Immunologic prognostic biomarkers in intensively treated AML patients (HD-cytarabine–based induction treatment; n = 59). (A) Volcano plot of the HRs for an EFS incident of immune cells and their immunophenotypes and PB and BM laboratory values. Variables increasing the risk for an EFS event have a positive log10 HR and deviate to the right side of the plot. Parameters with a negative log10 HR diverge to the left. Survival plot of the proportion of CD68+ monocytes expressing pSTAT1+cMAF (M1-like monocytes) (B) and helper T cells expressing FOXP3+ (%, regulatory T cells) (C). Covariates were divided into tertiles, and the highest 2 subgroups were combined. A forest plot displaying the HR and 95% CI of the categorized proportion of M1-like monocytes (D) and Tregs (E) in univariate and combined with another essential clinical biomarker (Cox regression analysis).
Figure 5.
Figure 5.
Comparison of immunophenotypes in BM and PB samples. (A) Boxplots and dotplots displaying only significant comparisons (Mann-Whitney U test, P < .05) of CD8+ T- and NK-cell immunophenotypes quantified from paired BM and PB samples of AML patients at diagnosis. The center line of boxplots displays the median value and whiskers the interquartile range. The color of the bar reflects whether the immunophenotype is from BM (red) or PB (blue).

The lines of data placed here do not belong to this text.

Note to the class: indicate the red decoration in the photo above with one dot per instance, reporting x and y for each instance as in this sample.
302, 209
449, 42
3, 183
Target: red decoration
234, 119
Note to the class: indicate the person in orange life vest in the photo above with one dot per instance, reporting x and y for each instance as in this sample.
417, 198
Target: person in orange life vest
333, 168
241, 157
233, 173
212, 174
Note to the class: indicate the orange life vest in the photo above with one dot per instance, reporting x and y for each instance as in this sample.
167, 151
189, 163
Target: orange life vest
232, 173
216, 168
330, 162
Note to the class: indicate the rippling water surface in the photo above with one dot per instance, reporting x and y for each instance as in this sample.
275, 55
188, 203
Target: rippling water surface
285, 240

P values for the comparison are listed on the top (**P < .01, *P < .05). (B) Differences in the median proportion of immunophenotypes from BM and PB samples in AML patients and healthy controls. The length of the bar signifies the amplitude of the difference between BM and PB samples (value in BM subtracted by value in PB). Bars orientated to the right represent immunophenotypes more prevalent in BM than PB samples. All common immunophenotypes analyzed with flow cytometry in both AML and control BM and PB samples are presented. As control samples were unpaired, no P values were computed.